Protesters hurled rocks at police, crowds attacked an armored police truck, rocking it and eventually setting it on fire. Egyptian security forces tried to stop activists from organizing a long-term sit-in in Cairo’s downtown.
AP reports that its cameraman saw at least three people arrested, when they refused to leave the square.
The violence began when riot police attacked around 200 peaceful demonstrators, who had camped out in the square overnight, and dismantled a tent camp set up to commemorate protesters killed in the uprising. Police were said to be firing rubber bullets, tear gas and beating protesters with batons to clear the area.
Egyptian protesters clashes with riot police at Cairo's landmark Tahrir Square on November 19, 2011, as Egyptian police clashedwith protesters. (AFP Photo / Khaled Desouki)
Sahar Abdel-Mohsen, an engineer who joined in the protest says "Violence breeds violence. We are tired of this and we are not leaving the square."
A day earlier on Friday, over 50,000 Egyptians were back on Tahrir Square to demand that the military hand over power to a civilian government, in what was the largest demonstration in months.
The rally, which has united Islamists and secular protesters, was organized by the Muslim Brotherhood after the government floated a controversial document bolstering the powers of the armed forces.
Protesters at Friday's rally argued that the generals are recreating the Mubarak regime by cracking down on opposition, with human rights groups estimating that up to 12,000 people have been tried in military courts since Mubarak was ousted.
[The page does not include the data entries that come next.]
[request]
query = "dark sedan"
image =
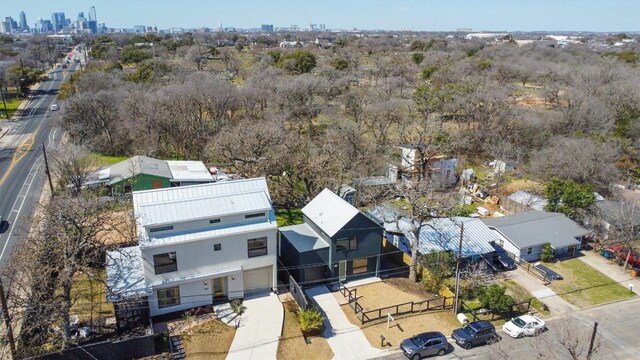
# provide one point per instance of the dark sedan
(425, 344)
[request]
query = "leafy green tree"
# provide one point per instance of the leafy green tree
(495, 299)
(133, 55)
(339, 63)
(417, 58)
(297, 62)
(547, 253)
(440, 266)
(568, 197)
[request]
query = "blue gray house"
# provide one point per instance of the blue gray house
(335, 242)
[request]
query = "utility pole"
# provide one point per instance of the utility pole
(7, 321)
(593, 339)
(457, 296)
(46, 164)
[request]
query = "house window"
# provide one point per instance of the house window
(161, 228)
(360, 266)
(163, 263)
(346, 244)
(168, 297)
(257, 247)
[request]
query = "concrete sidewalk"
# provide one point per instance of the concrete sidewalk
(260, 328)
(556, 304)
(610, 269)
(346, 339)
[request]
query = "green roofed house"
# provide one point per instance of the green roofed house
(145, 173)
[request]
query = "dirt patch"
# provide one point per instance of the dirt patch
(292, 344)
(383, 294)
(210, 340)
(408, 325)
(120, 228)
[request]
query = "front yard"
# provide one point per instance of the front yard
(393, 292)
(584, 285)
(210, 340)
(292, 343)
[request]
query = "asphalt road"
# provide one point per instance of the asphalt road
(22, 174)
(618, 337)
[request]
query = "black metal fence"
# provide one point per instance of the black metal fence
(297, 293)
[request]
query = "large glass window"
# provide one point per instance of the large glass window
(166, 262)
(346, 244)
(168, 297)
(360, 265)
(257, 247)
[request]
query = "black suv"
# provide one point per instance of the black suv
(475, 333)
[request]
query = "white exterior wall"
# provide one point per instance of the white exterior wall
(197, 260)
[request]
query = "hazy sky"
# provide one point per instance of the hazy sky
(431, 15)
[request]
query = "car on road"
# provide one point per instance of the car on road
(548, 273)
(475, 333)
(425, 344)
(525, 325)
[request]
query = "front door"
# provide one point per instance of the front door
(218, 288)
(342, 270)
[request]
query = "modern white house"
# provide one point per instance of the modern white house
(197, 244)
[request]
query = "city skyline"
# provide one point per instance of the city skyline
(434, 15)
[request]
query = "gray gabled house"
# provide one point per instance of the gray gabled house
(524, 234)
(335, 242)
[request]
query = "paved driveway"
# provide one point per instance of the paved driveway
(259, 330)
(346, 339)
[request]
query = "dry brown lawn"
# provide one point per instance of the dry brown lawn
(388, 293)
(392, 292)
(121, 228)
(292, 344)
(208, 341)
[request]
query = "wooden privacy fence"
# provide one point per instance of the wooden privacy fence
(412, 307)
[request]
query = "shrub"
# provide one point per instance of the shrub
(310, 319)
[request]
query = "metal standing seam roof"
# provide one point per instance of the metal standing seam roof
(329, 212)
(202, 208)
(138, 164)
(125, 277)
(189, 171)
(303, 238)
(156, 196)
(444, 234)
(534, 228)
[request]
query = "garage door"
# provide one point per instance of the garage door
(258, 279)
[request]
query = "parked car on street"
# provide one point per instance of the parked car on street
(475, 333)
(525, 325)
(548, 273)
(425, 344)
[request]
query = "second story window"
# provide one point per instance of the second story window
(161, 228)
(257, 247)
(251, 216)
(164, 263)
(347, 244)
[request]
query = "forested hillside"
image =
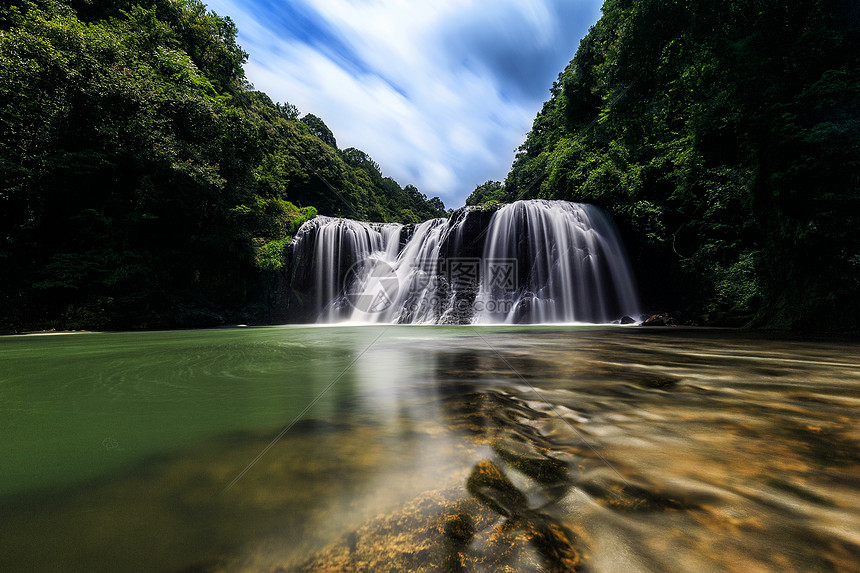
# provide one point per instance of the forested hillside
(144, 182)
(725, 138)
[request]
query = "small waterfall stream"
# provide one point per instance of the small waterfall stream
(529, 262)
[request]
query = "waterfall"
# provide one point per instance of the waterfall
(569, 262)
(529, 262)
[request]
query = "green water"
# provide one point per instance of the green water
(263, 449)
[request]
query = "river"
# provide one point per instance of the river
(418, 447)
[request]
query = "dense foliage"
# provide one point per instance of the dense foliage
(723, 136)
(144, 182)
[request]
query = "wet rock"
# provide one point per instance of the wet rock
(662, 319)
(556, 544)
(492, 488)
(525, 457)
(459, 527)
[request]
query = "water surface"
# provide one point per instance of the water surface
(308, 448)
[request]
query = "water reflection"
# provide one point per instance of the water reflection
(527, 449)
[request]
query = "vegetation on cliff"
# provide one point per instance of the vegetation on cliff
(723, 138)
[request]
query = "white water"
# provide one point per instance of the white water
(562, 262)
(572, 266)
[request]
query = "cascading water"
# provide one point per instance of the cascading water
(529, 262)
(569, 263)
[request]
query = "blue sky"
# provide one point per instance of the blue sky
(440, 93)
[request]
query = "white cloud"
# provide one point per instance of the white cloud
(430, 109)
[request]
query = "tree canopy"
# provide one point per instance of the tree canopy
(145, 182)
(723, 137)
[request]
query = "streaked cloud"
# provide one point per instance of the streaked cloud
(439, 93)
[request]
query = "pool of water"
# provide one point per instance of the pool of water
(395, 448)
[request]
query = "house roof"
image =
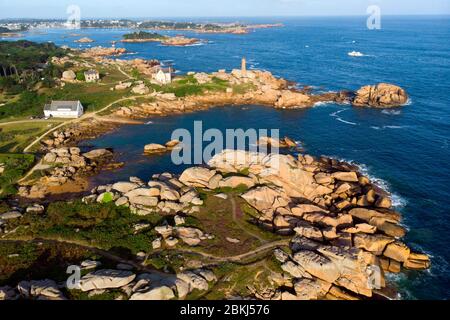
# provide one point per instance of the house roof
(59, 105)
(89, 72)
(165, 70)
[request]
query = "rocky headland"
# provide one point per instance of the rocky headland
(342, 231)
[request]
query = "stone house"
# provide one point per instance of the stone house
(162, 75)
(91, 75)
(64, 109)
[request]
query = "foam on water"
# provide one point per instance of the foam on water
(336, 115)
(397, 201)
(391, 112)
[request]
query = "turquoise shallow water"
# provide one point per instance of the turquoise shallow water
(407, 149)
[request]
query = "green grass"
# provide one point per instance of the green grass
(93, 96)
(101, 225)
(16, 165)
(188, 86)
(15, 137)
(30, 261)
(243, 88)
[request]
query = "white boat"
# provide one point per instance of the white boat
(355, 54)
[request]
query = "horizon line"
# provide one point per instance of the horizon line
(232, 17)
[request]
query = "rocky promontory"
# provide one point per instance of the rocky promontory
(344, 234)
(382, 95)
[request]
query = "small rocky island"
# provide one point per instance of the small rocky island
(142, 36)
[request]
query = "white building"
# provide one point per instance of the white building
(64, 109)
(91, 75)
(163, 75)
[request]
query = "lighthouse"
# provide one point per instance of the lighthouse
(244, 67)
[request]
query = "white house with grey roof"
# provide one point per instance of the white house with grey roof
(64, 109)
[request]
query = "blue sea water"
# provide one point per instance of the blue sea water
(407, 150)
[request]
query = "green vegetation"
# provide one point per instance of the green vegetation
(16, 165)
(31, 261)
(142, 35)
(29, 103)
(188, 86)
(4, 30)
(15, 137)
(23, 64)
(235, 280)
(85, 296)
(101, 225)
(94, 96)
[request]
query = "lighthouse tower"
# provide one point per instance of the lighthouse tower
(244, 67)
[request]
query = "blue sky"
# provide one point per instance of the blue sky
(215, 8)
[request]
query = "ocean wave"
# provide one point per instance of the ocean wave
(323, 103)
(336, 115)
(388, 127)
(356, 54)
(347, 122)
(398, 201)
(409, 102)
(391, 112)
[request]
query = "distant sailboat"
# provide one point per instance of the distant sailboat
(355, 54)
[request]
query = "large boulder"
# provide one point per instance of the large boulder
(154, 148)
(41, 289)
(190, 236)
(266, 200)
(311, 289)
(382, 95)
(124, 187)
(106, 279)
(197, 177)
(160, 293)
(69, 75)
(292, 99)
(236, 181)
(98, 154)
(343, 267)
(280, 170)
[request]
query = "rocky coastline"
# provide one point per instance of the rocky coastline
(343, 234)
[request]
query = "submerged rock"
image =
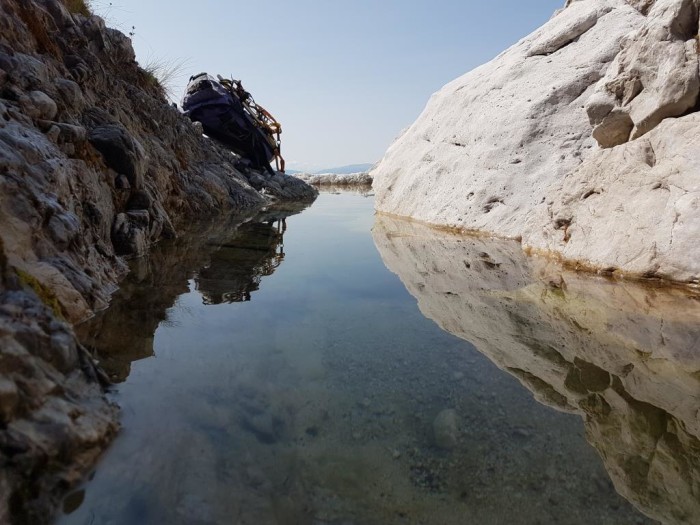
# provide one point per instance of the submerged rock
(622, 356)
(522, 147)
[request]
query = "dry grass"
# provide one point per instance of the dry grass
(162, 73)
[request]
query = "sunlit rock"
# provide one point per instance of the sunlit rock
(623, 356)
(522, 147)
Pepe Escobar, columnist and correspondent for the Asia Times says this new wave of protests and violence ahead of crucial elections may lead to another revolution.
“This is the war of positioning at the moment. We have Supreme Council of the Military Forces (SCAF). We have at least five different strands of the Muslim Brotherhood. And we have a secular movement lead by the youngsters, the ‘April 6 Movement’, they want a western-style parliamentary democracy. What we are seeing in Tahrir Square at the moment is the Muslim Brotherhood basically fighting SCAF,” Escobar told RT.
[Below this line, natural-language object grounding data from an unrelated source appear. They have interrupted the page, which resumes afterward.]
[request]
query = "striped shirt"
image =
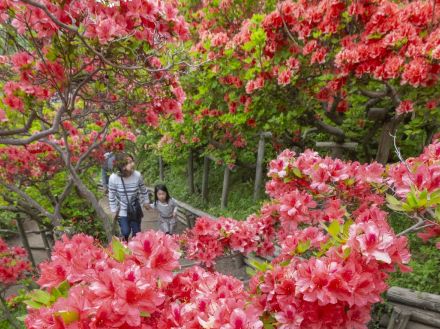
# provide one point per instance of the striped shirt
(134, 185)
(166, 210)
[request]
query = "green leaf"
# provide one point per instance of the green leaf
(423, 198)
(21, 318)
(347, 252)
(375, 36)
(68, 316)
(303, 246)
(119, 251)
(248, 46)
(260, 266)
(268, 321)
(33, 304)
(393, 203)
(316, 34)
(334, 228)
(40, 296)
(346, 228)
(297, 172)
(285, 263)
(250, 271)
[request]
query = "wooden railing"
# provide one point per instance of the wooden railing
(411, 309)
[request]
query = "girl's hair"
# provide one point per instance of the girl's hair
(121, 160)
(163, 188)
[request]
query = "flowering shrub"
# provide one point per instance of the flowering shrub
(13, 264)
(336, 253)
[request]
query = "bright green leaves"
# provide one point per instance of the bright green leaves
(415, 200)
(258, 36)
(68, 316)
(119, 250)
(268, 321)
(39, 298)
(258, 266)
(339, 234)
(303, 246)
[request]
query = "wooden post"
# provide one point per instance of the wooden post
(25, 240)
(259, 169)
(45, 241)
(161, 176)
(337, 149)
(225, 191)
(205, 179)
(399, 319)
(191, 173)
(386, 140)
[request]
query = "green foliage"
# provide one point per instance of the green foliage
(7, 222)
(425, 262)
(240, 203)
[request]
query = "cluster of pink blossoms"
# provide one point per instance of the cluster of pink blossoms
(135, 287)
(337, 248)
(336, 252)
(108, 288)
(13, 264)
(212, 238)
(40, 159)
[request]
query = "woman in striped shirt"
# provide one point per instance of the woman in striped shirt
(119, 197)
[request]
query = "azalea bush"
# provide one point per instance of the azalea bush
(132, 286)
(336, 252)
(14, 265)
(14, 268)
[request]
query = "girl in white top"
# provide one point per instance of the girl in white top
(167, 208)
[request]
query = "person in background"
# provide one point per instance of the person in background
(167, 208)
(118, 196)
(107, 167)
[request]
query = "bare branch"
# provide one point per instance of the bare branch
(374, 94)
(29, 200)
(52, 17)
(39, 135)
(20, 130)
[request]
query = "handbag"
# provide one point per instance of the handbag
(134, 209)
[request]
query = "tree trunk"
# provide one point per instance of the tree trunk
(11, 319)
(386, 140)
(161, 175)
(337, 152)
(259, 169)
(94, 202)
(205, 179)
(225, 191)
(46, 243)
(25, 240)
(191, 173)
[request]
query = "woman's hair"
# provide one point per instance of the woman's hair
(121, 160)
(163, 188)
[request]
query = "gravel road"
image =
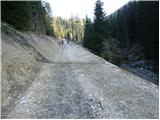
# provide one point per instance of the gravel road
(78, 84)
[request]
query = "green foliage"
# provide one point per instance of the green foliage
(98, 31)
(98, 26)
(25, 15)
(137, 23)
(71, 29)
(17, 13)
(88, 34)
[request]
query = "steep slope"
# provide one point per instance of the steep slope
(41, 79)
(22, 57)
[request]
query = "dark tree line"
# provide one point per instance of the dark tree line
(97, 31)
(132, 29)
(137, 23)
(26, 15)
(71, 29)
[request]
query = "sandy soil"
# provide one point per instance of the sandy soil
(71, 82)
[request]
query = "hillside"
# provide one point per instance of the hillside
(22, 57)
(43, 79)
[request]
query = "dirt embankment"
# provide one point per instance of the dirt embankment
(22, 57)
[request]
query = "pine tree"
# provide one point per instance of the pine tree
(98, 27)
(88, 34)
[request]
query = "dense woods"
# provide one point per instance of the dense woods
(71, 29)
(26, 15)
(128, 35)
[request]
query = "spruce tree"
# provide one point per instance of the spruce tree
(99, 31)
(88, 34)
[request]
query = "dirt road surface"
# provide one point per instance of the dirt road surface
(78, 84)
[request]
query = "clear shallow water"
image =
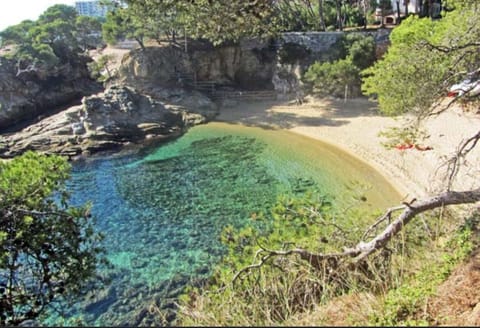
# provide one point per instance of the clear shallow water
(162, 211)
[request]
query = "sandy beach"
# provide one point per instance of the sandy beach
(354, 125)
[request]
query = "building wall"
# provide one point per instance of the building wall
(413, 6)
(90, 8)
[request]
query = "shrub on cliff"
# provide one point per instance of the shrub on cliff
(47, 248)
(341, 78)
(55, 38)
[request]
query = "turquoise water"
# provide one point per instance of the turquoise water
(162, 209)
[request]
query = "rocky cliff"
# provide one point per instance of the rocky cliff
(26, 95)
(110, 120)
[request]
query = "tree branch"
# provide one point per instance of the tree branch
(363, 249)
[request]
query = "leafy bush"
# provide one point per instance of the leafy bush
(47, 249)
(356, 52)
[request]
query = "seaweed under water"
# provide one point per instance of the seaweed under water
(162, 214)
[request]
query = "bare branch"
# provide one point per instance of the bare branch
(453, 164)
(363, 249)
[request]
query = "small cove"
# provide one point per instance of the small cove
(162, 210)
Escobar says that SCAF is in a very difficult position. If they repress the opposition “Syrian-style” the situation will get out of hand.
“If we see an enlargement of what is going on in Tahrir square with all the fractions of the Muslim Brotherhood, plus the Google generation, then we are going to have Tahrir Square 2, and the regime is going to respond a-la Mubarak,” he said. “The best model for Egypt would be the Turkish model. It is not necessarily what the Google generation wants.”
Dr. Abdallah Al Ashal, former member of the Egyptian foreign ministry and current candidate for the presidential elections, says that what is now happening on Tahrir Square is unorganized, so it is not leading to a second revolution. But, he adds, if some confrontation takes place between the whole population and the army, it will be a catastrophe, because now the country should concentrate on the elections.